Grandfather's Legacy
Part 5
The snake on the King's spear stretched out towards me for a moment. I caught a glimpse of something red glimmering on its head as it spoke. "Hear me, foreigner," it said. "My name is Samadarshi, and the words I speak are true. I tell you now of the fate of the King's son, and of the one who put this fate upon him. Woe to the one responsible! For the King has sworn by his right arm that such a one will not leave his presence alive."
I glanced at the King for a moment, but his expression was neutral. Then Samadarshi resumed speaking.
"Many, many years ago," the banded snake said, "Kauravya, the son of King Sankhapala, set out to travel to a faraway country and claim for himself a bride. Though he traveled with the retinue of a Prince, his companions' presence weighed heavy upon him, and when night fell he slipped away to make his prayers alone. No one among the Nagas heard anything of the Prince Kauravya for many summers after, but the place where the Prince was last seen stank of magic."
Given that I was facing a forty-foot-long cobra, a half-snake, half-man specimen of Indian royalty, and an otherwise normal snake who spoke flawless English, I thought the comment about magic was a little rich. Then again, stranger things happen in Oz.
"It happened, one night, that a dream came to Ulupi, daughter of the king," the snake continued. The taller of the two princesses bowed her head. "She dreamed of her brother Kauravya, who spoke to her as one who calls from afar, and this is what he said to her:
"'I beg of you, my sister, heed my words. My time is brief, and our father the king must know what has befallen. I am trapped beyond the reach of all our people's power, through the actions of men.'"

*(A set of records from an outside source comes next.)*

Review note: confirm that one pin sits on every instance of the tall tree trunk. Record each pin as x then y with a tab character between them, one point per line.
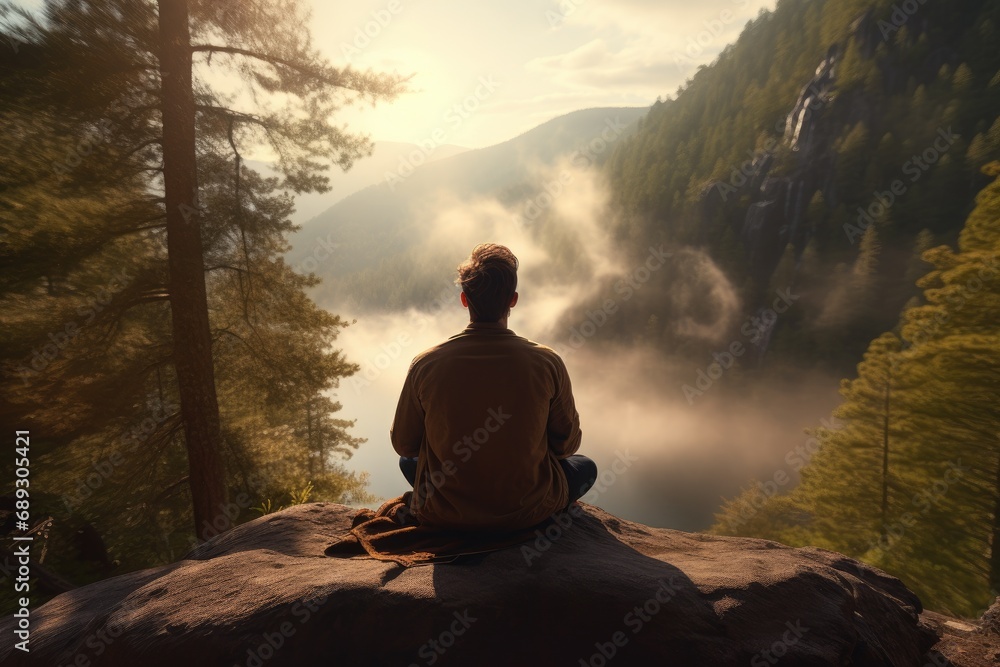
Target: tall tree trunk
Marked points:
885	453
995	539
192	343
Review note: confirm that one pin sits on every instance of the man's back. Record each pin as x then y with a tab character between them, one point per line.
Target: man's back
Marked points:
489	414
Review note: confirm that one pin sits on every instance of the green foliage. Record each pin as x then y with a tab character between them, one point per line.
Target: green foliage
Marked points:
910	483
893	95
86	362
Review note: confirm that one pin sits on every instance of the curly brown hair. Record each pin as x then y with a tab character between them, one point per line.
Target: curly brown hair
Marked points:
489	280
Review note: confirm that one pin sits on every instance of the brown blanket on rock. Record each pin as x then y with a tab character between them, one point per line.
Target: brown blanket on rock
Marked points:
393	534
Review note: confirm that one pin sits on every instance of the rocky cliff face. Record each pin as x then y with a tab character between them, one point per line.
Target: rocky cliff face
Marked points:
588	590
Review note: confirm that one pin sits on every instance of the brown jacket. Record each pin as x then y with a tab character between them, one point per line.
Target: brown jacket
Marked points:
489	414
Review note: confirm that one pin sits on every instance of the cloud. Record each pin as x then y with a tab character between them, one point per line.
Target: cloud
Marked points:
644	47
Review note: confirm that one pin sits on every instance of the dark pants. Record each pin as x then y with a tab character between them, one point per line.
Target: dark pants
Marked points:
581	473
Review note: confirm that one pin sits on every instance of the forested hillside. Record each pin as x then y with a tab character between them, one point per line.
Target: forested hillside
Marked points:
906	476
94	279
835	152
824	151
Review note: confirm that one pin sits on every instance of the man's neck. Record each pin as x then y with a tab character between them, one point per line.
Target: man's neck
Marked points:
501	324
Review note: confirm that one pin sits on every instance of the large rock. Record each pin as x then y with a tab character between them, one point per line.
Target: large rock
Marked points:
595	587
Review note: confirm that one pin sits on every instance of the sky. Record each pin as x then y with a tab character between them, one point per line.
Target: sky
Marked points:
542	58
514	65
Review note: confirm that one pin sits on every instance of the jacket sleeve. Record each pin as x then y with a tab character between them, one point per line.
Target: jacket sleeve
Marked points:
564	423
407	430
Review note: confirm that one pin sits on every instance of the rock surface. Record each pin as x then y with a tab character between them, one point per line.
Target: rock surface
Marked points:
595	590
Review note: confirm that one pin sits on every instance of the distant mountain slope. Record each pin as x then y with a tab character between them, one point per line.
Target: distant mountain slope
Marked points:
825	118
375	227
365	172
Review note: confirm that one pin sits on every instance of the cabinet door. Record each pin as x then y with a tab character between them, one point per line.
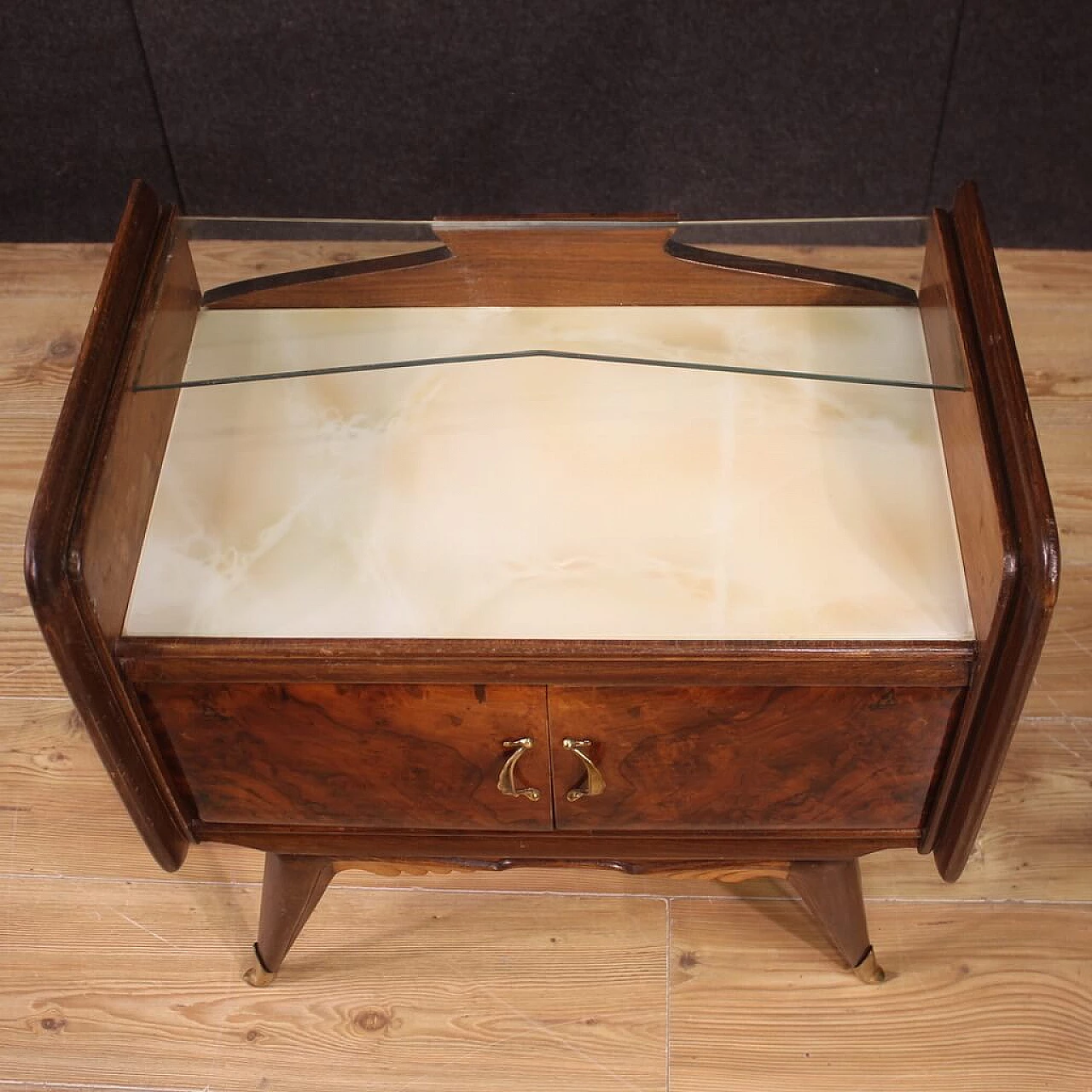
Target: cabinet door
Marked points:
746	758
394	757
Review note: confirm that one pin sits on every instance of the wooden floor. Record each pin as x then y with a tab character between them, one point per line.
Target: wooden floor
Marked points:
116	975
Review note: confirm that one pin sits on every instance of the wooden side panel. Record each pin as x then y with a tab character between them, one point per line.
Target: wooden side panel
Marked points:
1011	648
532	268
121	487
738	758
396	757
54	566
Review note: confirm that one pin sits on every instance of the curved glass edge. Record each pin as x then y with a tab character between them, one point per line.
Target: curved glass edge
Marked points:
226	250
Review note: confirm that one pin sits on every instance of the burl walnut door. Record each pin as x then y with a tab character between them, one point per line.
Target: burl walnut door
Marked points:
380	757
745	758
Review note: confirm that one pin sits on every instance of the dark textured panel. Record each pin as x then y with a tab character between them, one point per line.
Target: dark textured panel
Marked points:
1019	120
78	121
406	107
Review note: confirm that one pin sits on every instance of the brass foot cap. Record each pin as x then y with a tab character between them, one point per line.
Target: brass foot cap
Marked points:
869	971
257	975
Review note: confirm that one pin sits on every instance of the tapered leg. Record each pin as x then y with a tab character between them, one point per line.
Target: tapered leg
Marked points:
291	890
831	892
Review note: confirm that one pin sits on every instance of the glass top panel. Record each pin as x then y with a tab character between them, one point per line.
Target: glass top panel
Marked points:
246	334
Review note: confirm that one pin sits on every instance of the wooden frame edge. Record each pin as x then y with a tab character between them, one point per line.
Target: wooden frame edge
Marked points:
1032	566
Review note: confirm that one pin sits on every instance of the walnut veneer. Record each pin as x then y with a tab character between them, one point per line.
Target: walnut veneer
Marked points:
716	758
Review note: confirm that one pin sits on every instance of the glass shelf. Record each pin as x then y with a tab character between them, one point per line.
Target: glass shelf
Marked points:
239	341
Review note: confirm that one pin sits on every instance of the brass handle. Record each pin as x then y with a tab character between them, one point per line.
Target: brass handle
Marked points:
593	784
507	780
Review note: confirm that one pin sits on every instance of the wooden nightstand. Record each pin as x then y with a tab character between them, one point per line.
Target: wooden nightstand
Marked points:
547	543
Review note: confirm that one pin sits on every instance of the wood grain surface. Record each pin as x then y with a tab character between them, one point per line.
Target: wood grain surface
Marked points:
361	756
745	758
113	974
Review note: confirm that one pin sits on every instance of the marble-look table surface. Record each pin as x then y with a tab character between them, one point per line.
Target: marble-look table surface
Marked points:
554	498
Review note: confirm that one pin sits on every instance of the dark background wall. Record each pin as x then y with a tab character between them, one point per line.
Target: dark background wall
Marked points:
425	107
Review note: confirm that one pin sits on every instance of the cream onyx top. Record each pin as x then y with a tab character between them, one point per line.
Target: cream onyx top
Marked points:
554	498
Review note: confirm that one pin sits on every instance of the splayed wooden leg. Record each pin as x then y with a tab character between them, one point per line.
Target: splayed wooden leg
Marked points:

There was an angry muttering quality to the hiss from the crowd, but it didn't go any further than that.
"Kauravya said, 'Hear me, o Ulupi! On the day I set out to find my bride, a man who fancied himself a hero met a man who called himself an ascetic. It was a meeting of men only, and would have gone unnoticed, but the ascetic knew of our people. He offered the hero his aid in a mighty deed: the theft of a Naga's ruby.'"
Here he dipped his head towards me, and I saw that I had been right. In the center of his head, where I would have assumed there to be nothing but scales, he somehow wore a tiny ruby. The story stopped as he hissed, "To take the gem from the brow of a living Naga is no mean thing, Preston. It is through these gems that we call upon many powers. We may pass unseen among men if we choose, or call the rains, or bestow children on those we favour- or withhold them from those who have angered us. Even the words which I speak to you now are made acceptable to your ears by virtue of the stone."

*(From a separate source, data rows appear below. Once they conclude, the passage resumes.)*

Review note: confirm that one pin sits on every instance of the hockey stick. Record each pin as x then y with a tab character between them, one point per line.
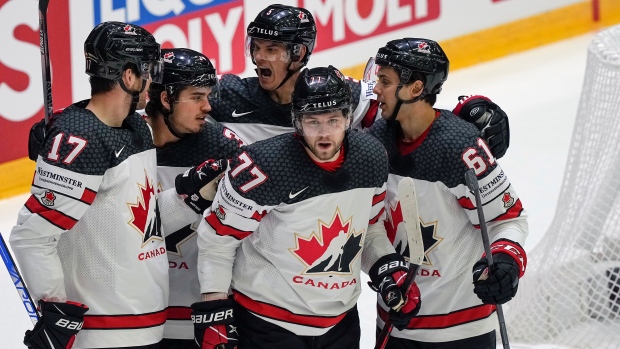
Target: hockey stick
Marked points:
472	184
45	61
411	218
18	282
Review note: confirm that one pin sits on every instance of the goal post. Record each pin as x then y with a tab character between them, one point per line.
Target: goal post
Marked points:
570	294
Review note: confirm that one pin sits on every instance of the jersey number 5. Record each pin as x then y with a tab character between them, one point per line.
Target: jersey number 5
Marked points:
258	177
475	161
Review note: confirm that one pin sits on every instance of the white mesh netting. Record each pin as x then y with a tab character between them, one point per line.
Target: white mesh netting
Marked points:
570	294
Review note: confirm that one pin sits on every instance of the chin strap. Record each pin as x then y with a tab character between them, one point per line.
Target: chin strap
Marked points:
135	95
400	102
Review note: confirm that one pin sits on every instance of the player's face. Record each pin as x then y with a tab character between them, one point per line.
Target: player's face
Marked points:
191	108
387	83
324	134
272	59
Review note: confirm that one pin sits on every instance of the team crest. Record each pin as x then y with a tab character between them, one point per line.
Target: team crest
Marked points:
145	212
332	249
508	200
48	198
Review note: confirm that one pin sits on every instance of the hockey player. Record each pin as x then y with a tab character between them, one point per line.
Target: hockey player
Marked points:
280	42
436	148
286	203
89	239
176	111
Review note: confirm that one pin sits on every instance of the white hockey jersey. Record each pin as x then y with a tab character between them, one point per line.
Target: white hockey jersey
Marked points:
91	232
213	142
452	240
298	235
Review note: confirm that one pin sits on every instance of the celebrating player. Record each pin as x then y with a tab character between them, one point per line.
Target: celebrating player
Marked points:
280	42
436	148
89	239
176	111
286	203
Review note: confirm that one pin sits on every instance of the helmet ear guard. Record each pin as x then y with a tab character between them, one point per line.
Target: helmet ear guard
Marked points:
416	59
112	47
318	91
293	26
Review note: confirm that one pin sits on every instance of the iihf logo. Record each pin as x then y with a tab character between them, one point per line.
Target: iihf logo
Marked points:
508	200
168	57
130	30
424	47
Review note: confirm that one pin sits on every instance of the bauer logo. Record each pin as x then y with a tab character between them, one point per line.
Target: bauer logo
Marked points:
212	27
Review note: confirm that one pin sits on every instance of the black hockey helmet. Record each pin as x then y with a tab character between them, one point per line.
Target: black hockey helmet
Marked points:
320	90
111	46
411	55
290	25
184	67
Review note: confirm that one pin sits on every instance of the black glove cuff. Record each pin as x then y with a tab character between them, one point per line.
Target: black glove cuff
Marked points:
386	265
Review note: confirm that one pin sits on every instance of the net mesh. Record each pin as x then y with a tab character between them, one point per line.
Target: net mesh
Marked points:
570	294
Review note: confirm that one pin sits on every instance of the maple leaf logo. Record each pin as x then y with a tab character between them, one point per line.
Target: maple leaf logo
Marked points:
142	212
332	250
398	235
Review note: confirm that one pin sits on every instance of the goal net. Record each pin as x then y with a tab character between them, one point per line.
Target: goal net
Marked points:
570	294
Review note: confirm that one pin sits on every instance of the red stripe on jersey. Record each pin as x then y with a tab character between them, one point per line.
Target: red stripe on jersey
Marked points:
456	318
88	196
179	313
117	322
225	230
466	203
378	198
376	218
371	114
281	314
513	212
56	218
258	216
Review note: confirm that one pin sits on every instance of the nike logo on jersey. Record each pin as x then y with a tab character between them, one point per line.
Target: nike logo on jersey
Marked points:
236	115
292	196
118	153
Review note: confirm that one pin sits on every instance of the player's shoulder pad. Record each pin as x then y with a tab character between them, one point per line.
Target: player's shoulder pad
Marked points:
77	141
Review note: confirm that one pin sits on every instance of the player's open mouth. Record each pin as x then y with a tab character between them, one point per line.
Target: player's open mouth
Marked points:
264	72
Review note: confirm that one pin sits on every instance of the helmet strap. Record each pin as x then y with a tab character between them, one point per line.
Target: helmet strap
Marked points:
135	95
289	72
401	101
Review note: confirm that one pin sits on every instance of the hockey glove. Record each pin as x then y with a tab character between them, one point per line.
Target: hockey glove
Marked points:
489	118
387	276
57	327
500	285
199	183
214	324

He seemed to want a response; I nodded, and he went on. "Kauravya was mighty among our people, but he was only one, and the men who sought to take from him his ruby were mighty after their own fashion. He spoke of this to Ulupi, and of the spells the ascetic had used to trap him. Trapped he was, O foreigner! For they had taken his stone from him, and bound him about with many spells, so that he must surely do whatever he who held the ruby commanded of him.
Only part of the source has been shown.